Featured guest artists include American Aquarium’s Neil Jones (who excels throughout on pedal steel), international banjo
champion Kyle Tuttle (Molly Tuttle & Golden Highway) and Lindsay Lou (backing vocals) on “Forever Highway,” fiddler Jason Carter (Del McCoury Band) on “Dark Times,” and Herman’s son Silas on mandolin for three songs. Among the Drunken Hearts musicians contributing were Alex Johnson (drums), James Dumm (electric guitar) and Tyler Adams (keys/organ).
The lyrics might dig deepest on “Good Graces,” McConathy’s redemption song that serves as a painful reminder of October 25, 2014, when Welles died a few days after he fired him.
“We were very, very, very close friends,” offers McConathy, who still can’t comprehend that senseless tragedy. “[Teddy] didn’t necessarily have the drive, or the need, to make music his life. … I think about him every day, as well as several others we have lost along the way, almost every time I pick up the guitar.”
While vowing to make music “my real profession” from that point, McConathy admits, “That part of it certainly has been a struggle.”
“The Bright” is another song written “specifically about people in my life that I’ve lost.” It includes lyrics adapted from a sermon during his grandfather’s 2022 funeral in Shreveport, Louisiana, where McConathy was born.
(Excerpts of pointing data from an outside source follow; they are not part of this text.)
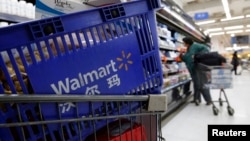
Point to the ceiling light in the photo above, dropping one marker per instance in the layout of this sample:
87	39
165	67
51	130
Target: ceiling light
177	16
229	48
226	8
244	47
213	29
233	27
218	33
205	22
235	31
233	18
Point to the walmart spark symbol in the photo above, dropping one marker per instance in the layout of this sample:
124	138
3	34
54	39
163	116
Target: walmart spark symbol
124	60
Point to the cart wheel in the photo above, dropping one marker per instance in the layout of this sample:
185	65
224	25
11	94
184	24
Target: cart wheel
220	101
230	110
215	110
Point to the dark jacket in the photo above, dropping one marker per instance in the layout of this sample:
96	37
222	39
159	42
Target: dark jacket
188	57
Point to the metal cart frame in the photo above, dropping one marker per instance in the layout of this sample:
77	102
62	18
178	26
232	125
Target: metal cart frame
151	120
216	77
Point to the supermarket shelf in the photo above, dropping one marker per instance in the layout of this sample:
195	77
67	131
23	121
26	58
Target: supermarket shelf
164	90
13	18
180	27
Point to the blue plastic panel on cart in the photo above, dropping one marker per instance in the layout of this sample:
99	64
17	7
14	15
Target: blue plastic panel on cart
110	70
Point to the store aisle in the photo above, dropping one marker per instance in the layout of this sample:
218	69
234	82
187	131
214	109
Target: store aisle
191	122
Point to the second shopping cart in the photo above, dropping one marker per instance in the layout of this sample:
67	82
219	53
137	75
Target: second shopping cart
216	77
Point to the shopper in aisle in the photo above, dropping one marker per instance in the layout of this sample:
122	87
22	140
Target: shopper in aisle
192	49
235	62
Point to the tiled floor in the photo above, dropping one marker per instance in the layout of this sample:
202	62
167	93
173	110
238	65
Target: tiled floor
191	122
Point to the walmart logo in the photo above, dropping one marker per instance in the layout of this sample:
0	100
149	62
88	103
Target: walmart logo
124	61
82	79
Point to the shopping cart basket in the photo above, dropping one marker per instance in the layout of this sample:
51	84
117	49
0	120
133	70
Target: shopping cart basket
108	50
139	125
216	77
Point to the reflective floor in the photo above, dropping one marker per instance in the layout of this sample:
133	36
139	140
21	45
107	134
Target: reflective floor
190	122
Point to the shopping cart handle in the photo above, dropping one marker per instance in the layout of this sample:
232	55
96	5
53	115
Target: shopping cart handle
6	98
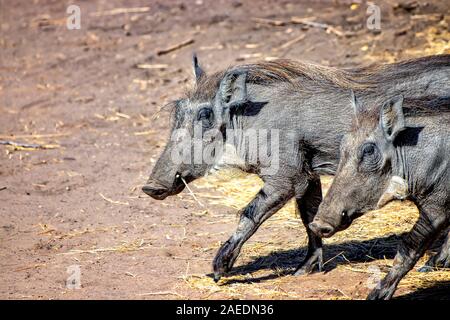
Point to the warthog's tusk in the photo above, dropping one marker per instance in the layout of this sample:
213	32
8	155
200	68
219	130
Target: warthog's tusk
396	190
190	191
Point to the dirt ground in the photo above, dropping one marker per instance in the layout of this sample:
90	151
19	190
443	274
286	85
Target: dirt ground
92	98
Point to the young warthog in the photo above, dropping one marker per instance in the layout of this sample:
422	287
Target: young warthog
282	120
395	153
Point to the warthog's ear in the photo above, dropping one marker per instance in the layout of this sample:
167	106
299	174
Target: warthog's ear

Admitting they weren’t “extremely close,” he still found a way to honor Milton Chapman (who passed due to complications from COVID), “a legendary physician and true hero,” with “The Bright,” opening with:
When the light is dim / And death’s by my side / To walk among the angels / And sing with the choir
— Lyrics from “The Bright”
“The Bright” obviously hits close to home for McConathy’s relatives, especially his mom, Tricia McConathy, who “cries every time she hears it now,” he divulges. Perhaps it’s fitting that the Comeback King of Drunken Hearts is finding peace, redemption, and resolution, firmly believing that once-tattered relationship with his grandfather is now blessed by the man who walks among the angels.